Evaluating the reliability of gestalt quality ratings of medical education podcasts: A METRIQ study.
journal contributionposted on 11.06.2020, 10:59 by Jason M Woods, Teresa M Chan, Damian Roland, Jeff Riddell, Andrew Tagg, Brent Thoma
INTRODUCTION:Podcasts are increasingly being used for medical education. Studies have found that the assessment of the quality of online resources can be challenging. We sought to determine the reliability of gestalt quality assessment of education podcasts in emergency medicine. METHODS:An international, interprofessional sample of raters was recruited through social media, direct contact, and the extended personal network of the study team. Each participant listened to eight podcasts (selected to include a variety of accents, number of speakers, and topics) and rated the quality of that podcast on a seven-point Likert scale.
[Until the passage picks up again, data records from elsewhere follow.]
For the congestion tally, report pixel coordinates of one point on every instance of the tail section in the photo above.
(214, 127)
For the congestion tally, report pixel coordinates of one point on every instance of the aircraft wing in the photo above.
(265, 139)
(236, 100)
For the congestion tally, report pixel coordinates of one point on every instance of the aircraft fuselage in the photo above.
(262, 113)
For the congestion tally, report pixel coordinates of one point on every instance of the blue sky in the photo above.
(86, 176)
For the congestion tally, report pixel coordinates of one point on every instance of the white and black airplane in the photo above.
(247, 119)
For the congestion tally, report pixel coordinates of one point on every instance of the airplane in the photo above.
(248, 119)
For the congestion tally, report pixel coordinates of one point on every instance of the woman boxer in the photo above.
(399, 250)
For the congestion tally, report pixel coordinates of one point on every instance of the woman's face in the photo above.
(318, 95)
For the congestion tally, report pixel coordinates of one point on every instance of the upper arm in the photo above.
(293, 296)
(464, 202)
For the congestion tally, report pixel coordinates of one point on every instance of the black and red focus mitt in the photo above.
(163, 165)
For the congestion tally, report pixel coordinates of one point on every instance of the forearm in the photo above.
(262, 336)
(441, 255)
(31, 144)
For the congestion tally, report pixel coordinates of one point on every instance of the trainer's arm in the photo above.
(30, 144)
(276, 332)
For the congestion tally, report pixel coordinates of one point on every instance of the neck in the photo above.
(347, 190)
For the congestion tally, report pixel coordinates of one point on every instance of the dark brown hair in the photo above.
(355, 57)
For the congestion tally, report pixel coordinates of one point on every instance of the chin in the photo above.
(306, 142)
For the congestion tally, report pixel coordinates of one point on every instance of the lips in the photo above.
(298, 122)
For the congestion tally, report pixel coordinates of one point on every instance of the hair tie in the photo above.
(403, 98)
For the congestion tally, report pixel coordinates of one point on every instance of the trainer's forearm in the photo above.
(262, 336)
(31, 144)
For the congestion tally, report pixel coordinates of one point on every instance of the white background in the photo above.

Phi coefficients were calculated within each group and overall. Decision studies were conducted using a phi of 0.8. RESULTS:A total of 240 collaborators completed all eight surveys and were included in the analysis. Attendings, medical students, and physician assistants had the lowest individual-level variance and thus the lowest number of required raters to reliably evaluate quality (phi >0.80). Overall, 20 raters were required to reliably evaluate the quality of emergency medicine podcasts. DISCUSSION:Gestalt ratings of quality from approximately 20 health professionals are required to reliably assess the quality of a podcast. This finding should inform future work focused on developing and validating tools to support the evaluation of quality in these resources.